The President was on the telephone in the Oval Office; he waved Harper to one of the chairs before his desk. Harper took the closest of them, moving it so that it paralleled to the right corner, and listened for a moment to what Augustine was saying into the receiver. But it was nothing of significance: he was talking to Austin Briggs, the press secretary, about dinner that night, telling him to issue invitations to Attorney General and Mrs. Wexford and to congressional liaison Ed Dougherty.

Waiting, Harper noticed that the lines in Augustine’s face were deeply etched, that the skin of his neck had a loose, wattled appearance. He recalled his own image in the restroom mirror: carefully trimmed black mustache; romanesque nose, shrewd gray eyes, clear and unlined skin. We’re the same age, he thought, but he looks sixty-five and I look forty-five. He’s an old man, he’s grown into an old man.

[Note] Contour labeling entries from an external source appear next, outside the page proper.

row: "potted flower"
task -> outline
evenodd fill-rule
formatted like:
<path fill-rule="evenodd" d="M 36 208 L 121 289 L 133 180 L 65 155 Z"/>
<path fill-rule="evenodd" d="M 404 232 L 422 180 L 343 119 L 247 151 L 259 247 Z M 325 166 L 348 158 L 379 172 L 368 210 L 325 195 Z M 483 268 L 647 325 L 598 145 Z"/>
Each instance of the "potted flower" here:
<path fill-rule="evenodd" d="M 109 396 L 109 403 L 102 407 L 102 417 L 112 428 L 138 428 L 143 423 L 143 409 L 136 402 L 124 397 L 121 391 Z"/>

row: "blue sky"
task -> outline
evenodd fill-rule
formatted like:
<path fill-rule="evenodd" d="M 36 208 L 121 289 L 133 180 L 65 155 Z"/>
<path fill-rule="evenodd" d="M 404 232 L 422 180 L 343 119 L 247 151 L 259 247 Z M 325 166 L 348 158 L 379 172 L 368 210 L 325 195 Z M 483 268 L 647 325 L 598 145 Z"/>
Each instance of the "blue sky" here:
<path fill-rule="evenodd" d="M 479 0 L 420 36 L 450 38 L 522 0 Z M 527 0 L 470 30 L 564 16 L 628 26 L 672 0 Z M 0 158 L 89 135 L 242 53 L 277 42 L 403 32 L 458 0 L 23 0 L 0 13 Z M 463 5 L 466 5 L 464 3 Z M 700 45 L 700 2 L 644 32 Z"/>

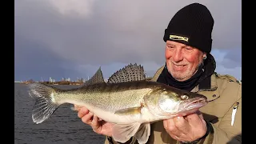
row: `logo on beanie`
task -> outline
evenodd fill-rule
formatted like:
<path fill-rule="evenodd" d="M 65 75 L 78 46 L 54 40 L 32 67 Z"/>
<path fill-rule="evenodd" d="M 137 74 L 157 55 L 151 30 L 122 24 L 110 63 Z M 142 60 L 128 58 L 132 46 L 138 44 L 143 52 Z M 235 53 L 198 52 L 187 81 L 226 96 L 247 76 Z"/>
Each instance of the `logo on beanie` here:
<path fill-rule="evenodd" d="M 175 41 L 186 41 L 189 42 L 189 38 L 186 37 L 178 36 L 178 35 L 170 35 L 170 39 L 175 40 Z"/>

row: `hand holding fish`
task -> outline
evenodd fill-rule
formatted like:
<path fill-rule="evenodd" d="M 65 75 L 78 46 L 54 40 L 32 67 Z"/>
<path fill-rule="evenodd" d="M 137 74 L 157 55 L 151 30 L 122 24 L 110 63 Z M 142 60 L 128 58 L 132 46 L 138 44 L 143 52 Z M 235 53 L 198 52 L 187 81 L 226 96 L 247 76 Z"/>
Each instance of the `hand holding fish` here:
<path fill-rule="evenodd" d="M 163 126 L 173 138 L 180 142 L 197 140 L 207 131 L 206 121 L 201 113 L 163 120 Z"/>
<path fill-rule="evenodd" d="M 80 107 L 74 105 L 74 108 L 78 111 L 78 116 L 82 119 L 82 121 L 84 123 L 90 125 L 95 133 L 106 136 L 112 136 L 113 123 L 99 120 L 96 115 L 90 112 L 86 107 Z"/>

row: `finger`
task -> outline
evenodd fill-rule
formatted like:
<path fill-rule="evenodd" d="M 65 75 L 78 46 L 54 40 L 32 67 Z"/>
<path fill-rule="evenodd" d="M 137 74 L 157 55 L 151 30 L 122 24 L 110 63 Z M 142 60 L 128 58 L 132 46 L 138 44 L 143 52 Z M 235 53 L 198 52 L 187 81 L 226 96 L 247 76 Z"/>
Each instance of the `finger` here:
<path fill-rule="evenodd" d="M 190 132 L 190 126 L 183 117 L 174 118 L 174 122 L 180 133 L 187 134 Z"/>
<path fill-rule="evenodd" d="M 80 109 L 80 110 L 78 113 L 78 116 L 81 118 L 84 115 L 87 114 L 89 113 L 89 110 L 86 107 L 82 107 Z"/>
<path fill-rule="evenodd" d="M 178 135 L 178 136 L 181 135 L 181 132 L 176 127 L 173 118 L 164 120 L 164 126 L 169 134 L 172 134 L 174 135 Z"/>
<path fill-rule="evenodd" d="M 200 118 L 201 119 L 203 119 L 203 116 L 202 116 L 202 114 L 201 111 L 198 110 L 198 111 L 197 111 L 197 114 L 198 114 L 198 115 L 199 116 L 199 118 Z"/>
<path fill-rule="evenodd" d="M 88 125 L 91 125 L 91 122 L 93 120 L 93 116 L 94 116 L 94 114 L 91 112 L 89 112 L 87 114 L 86 114 L 85 116 L 83 116 L 82 118 L 82 122 L 83 122 L 84 123 L 86 123 Z"/>
<path fill-rule="evenodd" d="M 77 110 L 79 112 L 79 110 L 81 110 L 82 106 L 79 106 L 78 105 L 74 105 L 74 110 Z"/>
<path fill-rule="evenodd" d="M 100 127 L 100 123 L 98 122 L 98 118 L 94 114 L 93 116 L 93 121 L 91 122 L 91 127 L 93 128 L 94 131 L 98 133 L 98 129 Z"/>

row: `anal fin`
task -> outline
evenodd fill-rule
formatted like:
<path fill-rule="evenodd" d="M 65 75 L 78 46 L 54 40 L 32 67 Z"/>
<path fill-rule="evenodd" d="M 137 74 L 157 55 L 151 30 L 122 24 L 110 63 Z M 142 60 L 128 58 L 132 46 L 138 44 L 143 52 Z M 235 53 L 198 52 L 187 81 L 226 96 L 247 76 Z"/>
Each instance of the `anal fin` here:
<path fill-rule="evenodd" d="M 115 141 L 124 143 L 135 135 L 140 125 L 140 122 L 116 124 L 113 127 L 112 137 Z"/>

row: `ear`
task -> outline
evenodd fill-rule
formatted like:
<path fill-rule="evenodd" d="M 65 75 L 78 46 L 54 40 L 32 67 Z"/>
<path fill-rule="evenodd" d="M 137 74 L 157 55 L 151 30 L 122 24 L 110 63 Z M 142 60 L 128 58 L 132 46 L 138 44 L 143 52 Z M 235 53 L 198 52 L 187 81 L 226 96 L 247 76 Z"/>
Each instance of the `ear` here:
<path fill-rule="evenodd" d="M 202 58 L 206 58 L 206 55 L 207 55 L 207 53 L 203 52 L 203 54 L 202 54 Z"/>

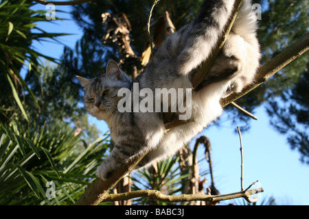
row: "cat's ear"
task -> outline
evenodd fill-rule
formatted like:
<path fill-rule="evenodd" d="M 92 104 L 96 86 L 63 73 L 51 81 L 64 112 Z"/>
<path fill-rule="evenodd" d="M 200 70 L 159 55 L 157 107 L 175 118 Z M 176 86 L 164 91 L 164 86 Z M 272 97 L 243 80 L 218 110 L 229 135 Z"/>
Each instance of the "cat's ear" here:
<path fill-rule="evenodd" d="M 80 83 L 82 83 L 82 86 L 84 87 L 87 87 L 89 85 L 90 83 L 90 80 L 87 79 L 87 78 L 78 76 L 78 75 L 76 75 L 76 77 L 78 78 L 78 80 L 80 80 Z"/>
<path fill-rule="evenodd" d="M 106 76 L 115 76 L 119 79 L 122 78 L 123 75 L 122 70 L 119 68 L 118 65 L 115 61 L 111 60 L 107 64 Z"/>

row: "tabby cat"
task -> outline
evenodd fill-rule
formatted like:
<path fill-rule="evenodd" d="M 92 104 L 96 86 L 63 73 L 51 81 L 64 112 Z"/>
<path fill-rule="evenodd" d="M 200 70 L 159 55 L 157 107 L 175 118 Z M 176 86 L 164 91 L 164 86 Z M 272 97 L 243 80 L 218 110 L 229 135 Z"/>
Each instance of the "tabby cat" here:
<path fill-rule="evenodd" d="M 135 169 L 174 155 L 221 115 L 219 101 L 222 96 L 240 92 L 253 81 L 260 57 L 257 17 L 250 1 L 244 0 L 224 47 L 207 73 L 218 79 L 203 81 L 205 86 L 198 90 L 192 90 L 190 82 L 194 70 L 211 55 L 234 1 L 205 0 L 195 20 L 170 36 L 134 81 L 113 61 L 108 62 L 105 74 L 99 77 L 88 79 L 77 76 L 84 87 L 88 112 L 107 123 L 115 142 L 110 155 L 97 169 L 100 178 L 108 178 L 120 165 L 146 151 L 150 152 Z M 148 88 L 154 93 L 156 88 L 163 88 L 192 91 L 190 99 L 185 99 L 185 103 L 191 103 L 191 118 L 194 122 L 166 132 L 161 112 L 120 112 L 118 103 L 123 96 L 119 92 L 124 89 L 133 92 L 134 84 L 138 84 L 139 92 Z M 139 96 L 139 101 L 142 99 Z M 175 101 L 170 100 L 170 105 Z"/>

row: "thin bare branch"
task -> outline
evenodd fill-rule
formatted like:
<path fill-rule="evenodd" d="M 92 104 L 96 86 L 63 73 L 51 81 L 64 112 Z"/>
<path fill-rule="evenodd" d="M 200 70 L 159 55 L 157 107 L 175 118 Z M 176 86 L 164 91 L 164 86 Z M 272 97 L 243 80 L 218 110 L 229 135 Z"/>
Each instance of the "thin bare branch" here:
<path fill-rule="evenodd" d="M 45 1 L 45 0 L 34 0 L 34 1 L 42 5 L 54 4 L 55 5 L 75 5 L 88 1 L 91 1 L 92 0 L 76 0 L 67 1 Z"/>
<path fill-rule="evenodd" d="M 76 205 L 98 205 L 104 200 L 118 181 L 127 173 L 130 172 L 137 165 L 148 151 L 144 151 L 141 155 L 133 157 L 128 162 L 122 164 L 106 180 L 100 178 L 95 179 L 87 188 L 84 193 L 76 203 Z"/>
<path fill-rule="evenodd" d="M 309 33 L 307 33 L 297 42 L 287 47 L 266 64 L 260 67 L 257 70 L 258 73 L 255 82 L 244 88 L 242 92 L 233 93 L 227 98 L 222 99 L 221 105 L 225 107 L 255 89 L 308 49 Z"/>
<path fill-rule="evenodd" d="M 240 132 L 240 129 L 239 127 L 237 127 L 237 129 L 238 129 L 238 134 L 239 134 L 239 139 L 240 141 L 240 158 L 241 158 L 241 164 L 240 164 L 240 169 L 241 169 L 241 174 L 240 174 L 240 188 L 241 191 L 244 191 L 244 185 L 243 185 L 243 180 L 244 180 L 244 158 L 242 155 L 242 133 Z"/>
<path fill-rule="evenodd" d="M 151 20 L 151 16 L 152 15 L 153 9 L 154 8 L 154 6 L 157 5 L 157 3 L 159 2 L 159 1 L 160 1 L 160 0 L 154 0 L 154 1 L 152 6 L 151 7 L 150 11 L 149 12 L 148 18 L 148 21 L 147 21 L 147 34 L 148 36 L 149 43 L 150 44 L 152 56 L 153 55 L 153 46 L 152 46 L 152 37 L 151 36 L 151 34 L 150 34 L 150 20 Z"/>
<path fill-rule="evenodd" d="M 231 104 L 233 105 L 234 107 L 236 107 L 239 110 L 240 110 L 241 112 L 242 112 L 244 114 L 249 116 L 250 117 L 251 117 L 252 118 L 253 118 L 256 120 L 258 120 L 258 117 L 256 117 L 255 116 L 252 114 L 251 112 L 249 112 L 248 111 L 247 111 L 246 110 L 244 110 L 244 108 L 240 107 L 239 105 L 236 104 L 235 102 L 231 102 Z"/>
<path fill-rule="evenodd" d="M 179 194 L 179 195 L 167 195 L 162 194 L 157 190 L 137 190 L 130 192 L 125 192 L 122 194 L 108 194 L 104 201 L 115 201 L 128 200 L 137 197 L 150 197 L 157 201 L 166 202 L 180 202 L 180 201 L 204 201 L 207 202 L 218 202 L 224 200 L 229 200 L 237 198 L 244 198 L 246 200 L 254 194 L 263 192 L 263 188 L 258 188 L 251 190 L 240 191 L 222 195 L 209 195 L 209 194 Z"/>

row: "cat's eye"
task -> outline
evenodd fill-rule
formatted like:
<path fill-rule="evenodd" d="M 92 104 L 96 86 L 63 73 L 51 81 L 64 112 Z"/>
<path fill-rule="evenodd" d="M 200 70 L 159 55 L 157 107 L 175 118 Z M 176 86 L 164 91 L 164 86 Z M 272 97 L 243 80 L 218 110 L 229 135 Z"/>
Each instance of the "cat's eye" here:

Harper shifted his gaze to the desk, felt a faint distaste at the disorganized spread of papers there. The framed photograph of the First Lady in her inaugural gown caught his attention then, and in spite of himself he let his eyes linger on it. She was one of the most beautiful and alluring women he had ever known; even in that photograph she radiated an aura of restrained sensuality that was unmistakable. Fortytwo years old now-and married to a fifty-six-year-old man who looked sixty-five and who was starting to flounder in office, perhaps seriously. Was Augustine starting to flounder elsewhere as well, in his private relations with Claire…?

Harper dug his nails into his palms, pulled his head away from the photograph. Claire Augustine was the wife of the President; it was indecent, and foolish and pointless, to think of her in any sort of intimate way. Strict control; at all times, in all circumstances, strict control.